Левитана хоронили на Дорогомиловском кладбище. На предложение выступить Серов отказался. Никогда не любил ораторствовать, тем более на кладбищах. Да и нужно ли? Всем и так известно, что сделал Левитан для русского искусства.
Николаю II, видимо, так понравились его портреты, исполненные Серовым, что, почти не дав художнику возможности «остыть» от предыдущей работы, он заказал ему еще один, на этот раз в форме Кабардинского полка. И одновременно попросил написать для Астраханского полка новый портрет своего покойного отца, но отнюдь не парадный, а лучше где-нибудь на маневрах. Делать нечего, пришлось согласиться.

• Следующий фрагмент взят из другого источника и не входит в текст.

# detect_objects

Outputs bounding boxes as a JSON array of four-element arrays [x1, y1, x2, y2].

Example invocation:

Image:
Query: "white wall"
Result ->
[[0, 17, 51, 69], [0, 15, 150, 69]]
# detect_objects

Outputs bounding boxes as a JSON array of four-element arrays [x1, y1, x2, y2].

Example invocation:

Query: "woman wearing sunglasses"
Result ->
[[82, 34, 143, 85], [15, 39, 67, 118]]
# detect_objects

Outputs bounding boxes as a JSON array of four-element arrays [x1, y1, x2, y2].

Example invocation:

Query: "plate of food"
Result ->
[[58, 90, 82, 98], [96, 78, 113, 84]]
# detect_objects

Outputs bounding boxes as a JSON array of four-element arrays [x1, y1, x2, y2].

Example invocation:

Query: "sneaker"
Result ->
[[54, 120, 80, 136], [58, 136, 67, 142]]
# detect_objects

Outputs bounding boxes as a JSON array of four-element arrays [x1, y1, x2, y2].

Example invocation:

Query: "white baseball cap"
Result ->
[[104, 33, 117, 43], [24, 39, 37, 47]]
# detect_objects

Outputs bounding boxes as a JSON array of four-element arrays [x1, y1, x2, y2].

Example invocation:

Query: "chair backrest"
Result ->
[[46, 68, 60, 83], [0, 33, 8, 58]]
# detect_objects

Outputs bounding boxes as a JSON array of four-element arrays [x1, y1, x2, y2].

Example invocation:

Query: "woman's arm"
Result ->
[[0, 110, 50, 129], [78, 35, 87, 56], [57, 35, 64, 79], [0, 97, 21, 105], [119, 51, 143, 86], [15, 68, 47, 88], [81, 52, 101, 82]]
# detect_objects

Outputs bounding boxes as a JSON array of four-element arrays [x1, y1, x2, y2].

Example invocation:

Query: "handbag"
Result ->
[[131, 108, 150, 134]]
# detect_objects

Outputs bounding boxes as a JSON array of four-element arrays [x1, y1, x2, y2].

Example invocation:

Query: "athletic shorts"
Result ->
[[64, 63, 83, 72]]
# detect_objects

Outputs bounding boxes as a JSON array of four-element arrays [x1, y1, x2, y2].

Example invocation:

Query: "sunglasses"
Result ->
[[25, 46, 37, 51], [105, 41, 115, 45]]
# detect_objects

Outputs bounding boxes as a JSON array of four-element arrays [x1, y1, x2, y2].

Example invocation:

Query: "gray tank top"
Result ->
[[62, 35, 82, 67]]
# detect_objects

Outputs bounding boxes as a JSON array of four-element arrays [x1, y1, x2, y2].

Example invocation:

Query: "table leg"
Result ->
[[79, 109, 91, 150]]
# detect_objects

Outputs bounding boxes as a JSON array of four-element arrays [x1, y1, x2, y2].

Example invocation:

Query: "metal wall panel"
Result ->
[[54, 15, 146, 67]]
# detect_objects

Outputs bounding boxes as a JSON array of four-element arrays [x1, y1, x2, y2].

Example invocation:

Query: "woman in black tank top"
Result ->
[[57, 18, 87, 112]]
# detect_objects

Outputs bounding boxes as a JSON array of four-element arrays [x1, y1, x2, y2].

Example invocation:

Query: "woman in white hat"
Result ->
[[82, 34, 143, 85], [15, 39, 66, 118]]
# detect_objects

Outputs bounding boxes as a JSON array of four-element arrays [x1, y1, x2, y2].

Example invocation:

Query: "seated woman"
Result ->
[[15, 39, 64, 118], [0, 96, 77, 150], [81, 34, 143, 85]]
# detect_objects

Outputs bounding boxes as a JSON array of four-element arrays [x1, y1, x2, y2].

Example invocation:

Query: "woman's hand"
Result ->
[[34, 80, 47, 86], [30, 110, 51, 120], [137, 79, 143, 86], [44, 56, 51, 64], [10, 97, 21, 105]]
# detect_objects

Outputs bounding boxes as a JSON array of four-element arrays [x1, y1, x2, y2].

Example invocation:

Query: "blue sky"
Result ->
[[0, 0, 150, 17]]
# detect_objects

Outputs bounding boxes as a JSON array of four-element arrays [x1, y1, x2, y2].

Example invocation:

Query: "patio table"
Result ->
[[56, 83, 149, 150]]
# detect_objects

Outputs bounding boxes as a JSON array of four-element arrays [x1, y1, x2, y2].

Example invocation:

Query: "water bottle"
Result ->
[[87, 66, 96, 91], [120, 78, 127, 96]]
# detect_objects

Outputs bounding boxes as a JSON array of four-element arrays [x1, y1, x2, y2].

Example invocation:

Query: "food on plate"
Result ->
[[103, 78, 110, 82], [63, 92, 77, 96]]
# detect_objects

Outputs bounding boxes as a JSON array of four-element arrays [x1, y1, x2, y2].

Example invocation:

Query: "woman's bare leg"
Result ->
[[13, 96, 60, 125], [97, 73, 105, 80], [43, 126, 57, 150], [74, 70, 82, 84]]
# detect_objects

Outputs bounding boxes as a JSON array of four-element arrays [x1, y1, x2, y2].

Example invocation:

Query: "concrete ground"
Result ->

Между тем слухи об особой приближенности Серова к царскому двору и известие о присуждении ему Гран-при на Всемирной выставке в Париже за портрет великого князя Павла Александровича проникли в высший свет, и Серов получил приглашение от княгини Юсуповой навестить ее в их петербургском особняке на Мойке с напоминанием, что во время посещения Архангельского он пообещал написать ее портрет. Несмотря на загруженность заказами, отказывать княгине Серову не хотелось. При первой встрече несколько лет назад, в Архангельском, Зинаида Николаевна Юсупова своей женственной прелестью и подкупающей простотой общения произвела на него самое лучшее впечатление, и свое мнение о ней Серов выразил в письме жене Лёле: «…славная княгиня, ее все хвалят очень, да и правда, в ней есть что-то тонкое, хорошее».
И вот, при новой встрече, Серов вспоминает их тогдашний разговор и с улыбкой интересуется:
– Теперь у вас хватит терпения позировать?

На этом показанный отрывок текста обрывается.